La Terrasse

"La culture est une résistance à la distraction" Pasolini

Théâtre - Critique

Les Autonautes de la cosmoroute

Les Autonautes de la cosmoroute - Critique sortie Théâtre
© Elisabeth Carecchio Huit comédiens unis par une formidable énergie collective et une inventivité continue.

Publié le 10 avril 2012 - N° 197

Les compagnies Jakart et Mugiscué transposent à la scène Les Autonautes de la cosmoroute de Julio Cortazar et Carol Dunlop. Une suite de saynètes loufoques, ludiques, et délirantes plutôt réussies.

23 mai 1982, 14h12. Départ. De Paris à Marseille, dans un combi Volkswagen jusqu’à la fin de l’autoroute, en s’arrêtant à chacune des 65 aires en un peu plus d’un mois de périple, à raison de deux aires par jour, sans jamais quitter la voie rapide devenue voie exploratoire. Plus c’est fou, plus c’est beau. Se sachant atteints de maladie incurable, les écrivains et citoyens du monde engagés pour une Amérique du Sud libre Julio Cortazar et Carol Dunlop, très amoureux l’un de l’autre, ont entrepris cet étrange voyage étirant le temps et défaisant les habitudes pour mieux célébrer le présent, intensément, intimement, avec toute la fantaisie et la liberté possibles. « Le temps mord sur l’espace, le transforme. » Le Loup (Julio) et L’Oursine (Carol) ont relaté leur aventure dans Les Autonautes de la cosmoroute (1983), livre paraît-il très connu en Amérique du Sud, source d’inspiration des compagnies Jakart et Mugiscué. Environ trente ans plus tard, en mai 2011, les membres des ces compagnies renouvellent donc l’expédition, puis entreprennent de transformer cette inédite relation au long ruban d’asphalte en œuvre théâtrale.  Le texte leur sert de guide, auquel ils ajoutent la matière qu’ils ont eux-mêmes glanée, et écrite, avant de synthétiser le tout en scènes de théâtre loufoques, délirantes et ludiques.

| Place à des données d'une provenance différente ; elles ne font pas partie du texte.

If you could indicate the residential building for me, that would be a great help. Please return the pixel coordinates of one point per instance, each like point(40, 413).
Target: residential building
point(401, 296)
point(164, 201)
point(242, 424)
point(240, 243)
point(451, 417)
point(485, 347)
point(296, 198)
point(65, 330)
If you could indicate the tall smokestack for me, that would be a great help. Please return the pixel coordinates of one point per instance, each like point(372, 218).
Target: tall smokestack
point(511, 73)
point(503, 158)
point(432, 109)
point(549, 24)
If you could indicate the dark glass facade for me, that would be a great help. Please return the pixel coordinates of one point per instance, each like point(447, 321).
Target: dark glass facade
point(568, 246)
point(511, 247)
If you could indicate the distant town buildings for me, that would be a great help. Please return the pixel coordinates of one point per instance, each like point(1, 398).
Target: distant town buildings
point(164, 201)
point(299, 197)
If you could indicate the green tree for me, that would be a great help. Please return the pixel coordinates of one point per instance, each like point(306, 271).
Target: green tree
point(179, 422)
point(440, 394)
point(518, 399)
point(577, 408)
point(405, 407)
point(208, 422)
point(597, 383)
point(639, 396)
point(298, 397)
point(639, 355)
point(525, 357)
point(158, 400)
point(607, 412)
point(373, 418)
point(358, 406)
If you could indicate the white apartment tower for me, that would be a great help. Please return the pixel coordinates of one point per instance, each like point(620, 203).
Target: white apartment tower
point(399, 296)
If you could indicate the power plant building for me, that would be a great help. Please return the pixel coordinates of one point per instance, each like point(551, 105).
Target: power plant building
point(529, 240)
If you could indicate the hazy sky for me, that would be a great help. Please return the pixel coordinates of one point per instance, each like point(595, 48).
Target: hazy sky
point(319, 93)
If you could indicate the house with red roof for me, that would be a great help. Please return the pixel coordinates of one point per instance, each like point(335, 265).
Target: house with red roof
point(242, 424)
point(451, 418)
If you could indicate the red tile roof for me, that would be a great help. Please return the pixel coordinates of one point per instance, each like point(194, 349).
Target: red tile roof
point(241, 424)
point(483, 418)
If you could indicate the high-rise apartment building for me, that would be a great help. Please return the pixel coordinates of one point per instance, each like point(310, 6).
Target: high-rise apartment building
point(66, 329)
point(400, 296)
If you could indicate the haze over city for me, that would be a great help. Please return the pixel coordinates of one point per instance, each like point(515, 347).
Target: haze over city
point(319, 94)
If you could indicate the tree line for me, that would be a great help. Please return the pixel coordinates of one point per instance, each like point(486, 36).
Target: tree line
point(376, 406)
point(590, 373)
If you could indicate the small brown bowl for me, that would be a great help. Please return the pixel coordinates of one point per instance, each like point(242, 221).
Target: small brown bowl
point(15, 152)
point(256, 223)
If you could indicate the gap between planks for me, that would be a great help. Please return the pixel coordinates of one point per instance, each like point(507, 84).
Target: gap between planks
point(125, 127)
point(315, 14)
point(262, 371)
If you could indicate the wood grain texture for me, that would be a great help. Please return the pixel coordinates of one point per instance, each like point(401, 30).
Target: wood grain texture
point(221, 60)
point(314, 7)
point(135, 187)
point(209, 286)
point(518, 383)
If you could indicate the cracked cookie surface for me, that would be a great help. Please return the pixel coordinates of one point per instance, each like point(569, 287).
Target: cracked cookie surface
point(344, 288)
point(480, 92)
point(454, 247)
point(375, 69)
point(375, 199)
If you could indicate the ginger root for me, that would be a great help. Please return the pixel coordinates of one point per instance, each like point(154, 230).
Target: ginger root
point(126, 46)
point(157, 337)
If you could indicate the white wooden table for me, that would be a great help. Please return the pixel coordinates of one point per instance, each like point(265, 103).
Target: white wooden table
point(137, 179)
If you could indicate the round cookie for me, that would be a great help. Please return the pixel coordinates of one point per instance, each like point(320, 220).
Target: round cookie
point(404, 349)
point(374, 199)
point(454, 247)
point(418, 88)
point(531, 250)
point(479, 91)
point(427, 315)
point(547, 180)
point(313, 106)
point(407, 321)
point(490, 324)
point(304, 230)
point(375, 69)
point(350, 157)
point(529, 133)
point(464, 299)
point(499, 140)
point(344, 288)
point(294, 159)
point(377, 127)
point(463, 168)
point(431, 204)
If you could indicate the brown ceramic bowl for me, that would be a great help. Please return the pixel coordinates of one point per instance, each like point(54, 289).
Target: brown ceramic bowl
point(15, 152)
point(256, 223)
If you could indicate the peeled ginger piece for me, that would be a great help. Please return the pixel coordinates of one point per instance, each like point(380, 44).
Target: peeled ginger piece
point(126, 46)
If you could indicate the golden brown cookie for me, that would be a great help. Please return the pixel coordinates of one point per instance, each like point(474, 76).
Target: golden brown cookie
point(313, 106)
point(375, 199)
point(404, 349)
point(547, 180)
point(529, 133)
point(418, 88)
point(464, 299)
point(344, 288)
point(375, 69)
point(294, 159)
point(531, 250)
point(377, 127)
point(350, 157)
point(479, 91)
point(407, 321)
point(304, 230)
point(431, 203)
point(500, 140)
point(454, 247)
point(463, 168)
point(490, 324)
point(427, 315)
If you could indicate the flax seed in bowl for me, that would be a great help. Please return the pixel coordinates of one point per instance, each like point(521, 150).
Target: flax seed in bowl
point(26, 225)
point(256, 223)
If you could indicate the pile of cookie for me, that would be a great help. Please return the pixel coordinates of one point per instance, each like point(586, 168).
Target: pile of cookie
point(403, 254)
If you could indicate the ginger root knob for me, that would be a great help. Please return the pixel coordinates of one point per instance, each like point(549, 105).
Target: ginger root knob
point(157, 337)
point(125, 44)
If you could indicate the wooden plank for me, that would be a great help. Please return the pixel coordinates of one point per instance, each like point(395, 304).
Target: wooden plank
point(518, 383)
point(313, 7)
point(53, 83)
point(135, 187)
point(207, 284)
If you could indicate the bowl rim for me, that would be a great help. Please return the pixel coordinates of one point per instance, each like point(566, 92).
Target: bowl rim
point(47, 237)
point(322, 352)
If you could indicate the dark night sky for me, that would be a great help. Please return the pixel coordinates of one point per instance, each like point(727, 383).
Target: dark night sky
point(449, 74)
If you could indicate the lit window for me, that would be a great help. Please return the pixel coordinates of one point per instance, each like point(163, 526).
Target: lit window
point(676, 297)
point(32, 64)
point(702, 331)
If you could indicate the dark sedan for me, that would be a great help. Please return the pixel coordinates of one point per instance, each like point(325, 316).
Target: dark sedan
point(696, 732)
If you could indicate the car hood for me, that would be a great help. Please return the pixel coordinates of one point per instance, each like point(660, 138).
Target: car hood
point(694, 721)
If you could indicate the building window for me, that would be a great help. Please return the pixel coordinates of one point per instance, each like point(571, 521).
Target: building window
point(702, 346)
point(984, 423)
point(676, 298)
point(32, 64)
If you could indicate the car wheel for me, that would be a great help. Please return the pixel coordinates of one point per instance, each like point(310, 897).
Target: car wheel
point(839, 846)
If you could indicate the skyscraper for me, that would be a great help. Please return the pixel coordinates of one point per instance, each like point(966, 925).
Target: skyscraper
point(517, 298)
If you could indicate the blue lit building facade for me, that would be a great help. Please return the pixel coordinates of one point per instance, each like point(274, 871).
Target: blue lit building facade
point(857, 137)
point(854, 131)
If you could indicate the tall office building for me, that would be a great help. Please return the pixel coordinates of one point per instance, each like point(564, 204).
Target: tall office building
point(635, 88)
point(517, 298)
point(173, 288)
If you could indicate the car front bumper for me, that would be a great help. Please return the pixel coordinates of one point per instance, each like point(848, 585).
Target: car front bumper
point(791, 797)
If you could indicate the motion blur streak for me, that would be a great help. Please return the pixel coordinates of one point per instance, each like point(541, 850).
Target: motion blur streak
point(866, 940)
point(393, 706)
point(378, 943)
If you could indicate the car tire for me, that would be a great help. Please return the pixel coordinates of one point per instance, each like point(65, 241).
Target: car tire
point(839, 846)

Inventaire à la Perec ou à la Prévert

Les diverses étapes au fil des aires se déclinent comme autant de micro-événements humoristiques et poétiques qui interpellent les participants de multiples façons et donnent aux éléments triviaux du réel un relief étonnant : fourmis, communiqués de 107.7, nuits du parking, édicules divers, etc ! L’actualité avec le conflit Angleterre-Malouines par Arlette Chabot fait aussi irruption. C’est une sorte d’inventaire plus visuel que littéraire à la Prévert ou à la Perec. Les huit comédiens mis en scène par Thomas Quillardet parviennent à passer du bitume au plateau en créant avec piquant une suite de saynètes désopilantes, certaines plus drôles ou émouvantes que d’autres. Une fois passé l’effet de surprise, ils n’évitent cependant pas un aspect répétitif et superficiel. Si la pièce  demeure joyeusement délirante et divertissante, elle ne transforme pas cette expérience autoroutière en prisme pour voir le monde autrement. L’humour en tout cas et parfois l’émotion s’expriment grâce à une formidable énergie collective, une utilisation optimale et artisanale de l’espace  et une inventivité débridée.

Agnès Santi


Les Autonautes de la cosmoroute, création collective d’après l’œuvre de Julio Cortazar et Carol Dunlop, mise en scène Thomas Quillardet, du 21 mars au 19 avril, du mercredu au samedi à 21h, mardi à 19, dimanche à 16h, au Théâtre de La Colline, 15 rue Malte-Brun, 75020 Paris. Tél : 01 44 62 52 52.